In the final 2009 Inpatient Perspective Payment System rules (IPPS) additional language was added regarding community on-call coverage. This addition permits two or more hospitals to create and implement a plan to coordinate on-call coverage in a specific geographical area. Basically allowing two or more hospitals to divide responsibility for a specialty.
Centers for Medicare and Medicaid Services (CMS) provides examples for how a community call plan might work. For example two hospitals could agree that one hospital would be designated as the on-call facility for interventional cardiac care, while the other hospital is designated as the on-call facility for interventional neurologic care. Another example is that one hospital could be designated as the on-call facility for the first 15 days of the month with the other hospital designated for the remaining days.
There are several reasons to create a community on-call coverage agreement listed below are some of the more obvious;
- If you are in an area with multiple hospitals and too few providers to provide coverage, it may be better to share this responsibility instead of having to occasionally close for the service.
- If you are in an area with multiple hospitals and one hospital has better facilities for a certain services such as Interventional Neurology, this may provide for better patient outcomes.
- You have several hospitals within a geographical area that are owned by the same system and need to reduce costs by consolidating services while maintaining your Trauma Level Designation.
While you should consult with your hospital attorney or contact a firm that specializes in this type of work, listed below is a list of minimum requirements that CMS sets forth when considering and developing a community on-call coverage agreement.
- A clear understanding of each participating hospital’s on-call coverage responsibility, including when each hospital is responsible for on-call coverage, and what services it will provide. Basically everyone must clearly understand their responsibility and it must be in writing in a defined policy.
- Definition of the specific geographic area which the community on-call coverage agreement applies.
- Each hospital that agrees to participate must sign an agreement legally binding them to the terms and conditions of the coverage agreement.
- Local and regional EMS must be aware of the agreement and have formal protocols in place to comply with the community on-call coverage arrangement.
- In the agreement, each hospital must acknowledge its individual obligation to screen at each hospital for an emergency medical condition and administer stabilizing treatment within its capability even if and when the hospital is not designated as the on-call hospital. To maintain EMTALA compliance this must be done before a transfer to the on-call facility can take place.
- This policy agreement must be assessed annually by each participating hospital.
There are a few other general things to be aware of when considering a community on-call agreement.
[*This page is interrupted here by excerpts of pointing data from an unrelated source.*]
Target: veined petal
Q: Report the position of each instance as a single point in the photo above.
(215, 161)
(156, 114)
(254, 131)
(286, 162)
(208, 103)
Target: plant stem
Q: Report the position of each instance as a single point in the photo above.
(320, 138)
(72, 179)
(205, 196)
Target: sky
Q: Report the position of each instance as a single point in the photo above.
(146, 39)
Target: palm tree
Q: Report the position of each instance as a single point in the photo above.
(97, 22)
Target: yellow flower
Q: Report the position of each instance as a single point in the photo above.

- Not all hospitals within the geographical area are required to participate.
- The formal plan or agreement that your legal team creates does not need to be approved by CMS.
- There has been some discussion regarding antitrust and/or collusion that you will want and need to consider.
- Be sure to have a good web-based on-call management system that can clearly communicate who is on-call at each facility for each specialty to avoid confusion and delay patient care.
- Be sure to have a good web-based change notification process that integrates with your on-call management system to avoid confusion among the physicians and Emergency Department staff.
Key Takeaway: Although there are many hurdles to overcome in implementing a community on-call coverage agreement, it may be in the best interest of the participating hospitals, specialty physicians and most importantly patients in order to provide the best medical care in your community.
Be sure to consult an Attorney before entering into any formal agreements. The author of this article is not an Attorney and this blog post is not to be considered legal advice.